Transdisciplinary Design

TransDesign Q&A

Q&A with Jamer Hunt
In his teaching and professional work, Jamer Hunt, chair of Urban and Transdisciplinary Design at Parsons The New School for Design, uses design to explore the politics and poetics of the everyday. Here Dr. Hunt discusses the development of Parsons’ new graduate program in transdisciplinary design.

Q. How do you see the field of design changing?
A. The boundaries between the disciplines are breaking down. People who were traditionally trained in, say, product design or communication design are often working in ways that are moving across disciplines.

Q. What’s causing this shift?
A. There are a lot of reasons. For one, software is making it easier for people to pick up new skills. But it’s also because of globalization. It used to be that having a basic applied skill was all you needed to get a job in the United States. Now, in general, around the world you can get someone to do that skill for around ten cents on the dollar. It’s no longer sufficient for young professionals to simply be good at something like rendering or modeling or basic typography, because they’re now competing with people in a global marketplace and often at very different cost levels.

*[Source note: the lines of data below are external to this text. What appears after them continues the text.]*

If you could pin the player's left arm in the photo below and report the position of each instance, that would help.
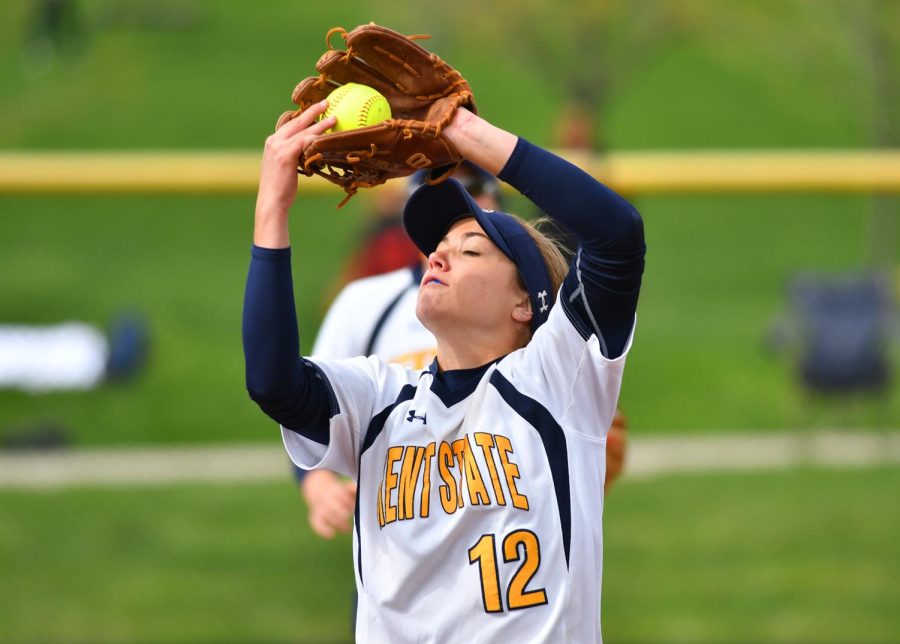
(601, 291)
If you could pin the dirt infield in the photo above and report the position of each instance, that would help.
(647, 457)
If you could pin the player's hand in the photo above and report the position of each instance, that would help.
(331, 501)
(278, 174)
(615, 449)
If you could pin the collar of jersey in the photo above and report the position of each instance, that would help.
(456, 385)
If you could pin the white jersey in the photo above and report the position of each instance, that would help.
(479, 510)
(377, 316)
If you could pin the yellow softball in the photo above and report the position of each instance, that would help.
(356, 105)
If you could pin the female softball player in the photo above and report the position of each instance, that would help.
(480, 478)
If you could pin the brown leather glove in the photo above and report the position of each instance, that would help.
(424, 93)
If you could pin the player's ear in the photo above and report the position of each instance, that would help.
(522, 310)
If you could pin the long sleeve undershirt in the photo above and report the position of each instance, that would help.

Q. Is that why Parsons is starting a transdisciplinary design program?
A. Actually, we’re focusing on the larger situation, which is that the degree of complexity of the really challenging problems we’re facing requires teams of people—and even working in a team requires a new set of skills for a designer.
Moving from one complex problem to another, understanding what the social and technological causes are, and knowing how to address them requires that designers develop not only skills of making and of craft, but also skills of thinking and analysis—and being able to bring theory and practice together in a particular practice.

Q. Should universities change the way they teach design?
A. I’ve always felt that universities should be experimenting and helping to lead the design field, but for too long design education has focused on training students to take on basic-level production jobs. We’re hoping to change that. Parsons is a place where cutting-edge thinking and making is happening, and we’re collaborating with leading industries to think these ideas through and see where they fit in the world.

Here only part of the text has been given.